Mais, et encore, il y a également – superbe bonus – une ‘‘exposition’’ dans ce roman, carrément une galerie visuelle : l’auteure présente les créations de Harriet Burden (qui sont de l’ordre de l’installation) dans des descriptions vives et nettes qui font voyager le lecteur dans le mental codé de l’artiste, de Vénus poupée géante, affichant « l’Histoire de la pensée occidentale » sur son corps, en boîtes et « chambres de suffocation » habités de personnages qui regardent par des fenêtres… Toutes ces descriptions d’œuvres artistiques manifestent combien Siri Hustvedt, cet orfèvre de la machination verbale, est fascinée par l’art visuel.
Kaléidoscope mental, le texte ainsi morcelé, compartimenté, se laisse déchiffrer comme un puzzle en voie de montage. Bien que le lecteur, une fois la lecture terminée, n’ait pas nécessairement l’impression apaisante d’avoir pu reconstituer ce puzzle – qui est, en fait et obsessivement, celui de la réalité intérieure de Harriet Burden – dans sa totalité.
 
Qui était donc Harriet Burden, « jolie laide » à la Modigliani, 1 m 88, plus de 55 ans à l’époque, long visage sans grâce, forte poitrine, super bien roulée ? L’une de ces ‘‘tares’’ était d’être une intellectuelle avec une culture hors norme. Son immense érudition éclectique irritait-elle, rebutait-elle certains critiques ? Car ces derniers « aiment avoir l’impression de dominer l’œuvre d’art. Si elle les intrigue ou les intimide, il est plus que probable qu’ils la dénigreront ».

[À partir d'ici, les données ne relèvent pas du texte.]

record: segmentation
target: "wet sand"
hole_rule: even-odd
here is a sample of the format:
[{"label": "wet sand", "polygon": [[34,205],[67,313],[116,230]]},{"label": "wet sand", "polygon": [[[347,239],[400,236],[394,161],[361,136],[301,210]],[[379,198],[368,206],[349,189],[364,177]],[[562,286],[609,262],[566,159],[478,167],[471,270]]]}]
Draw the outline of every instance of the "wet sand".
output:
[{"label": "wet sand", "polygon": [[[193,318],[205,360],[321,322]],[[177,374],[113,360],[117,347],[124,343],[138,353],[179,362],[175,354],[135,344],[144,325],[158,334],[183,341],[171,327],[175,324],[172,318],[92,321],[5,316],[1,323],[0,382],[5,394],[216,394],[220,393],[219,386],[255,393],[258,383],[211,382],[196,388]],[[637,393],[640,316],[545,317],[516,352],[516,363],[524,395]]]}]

Une autre tare, pour ne pas dire malédiction, à introduire aussi dans l’équation, c’est la question du sexe : « Il a souvent fallu plus de temps aux femmes qu’aux hommes pour prendre pied dans le monde de l’art », ou, mieux : « Toutes les entreprises intellectuelles et artistiques (…) reçoivent un meilleur accueil dans l’esprit de la foule lorsque la foule sait qu’elle peut derrière l’œuvre ou le canular grandioses, distinguer quelque part une queue et une paire de couilles. »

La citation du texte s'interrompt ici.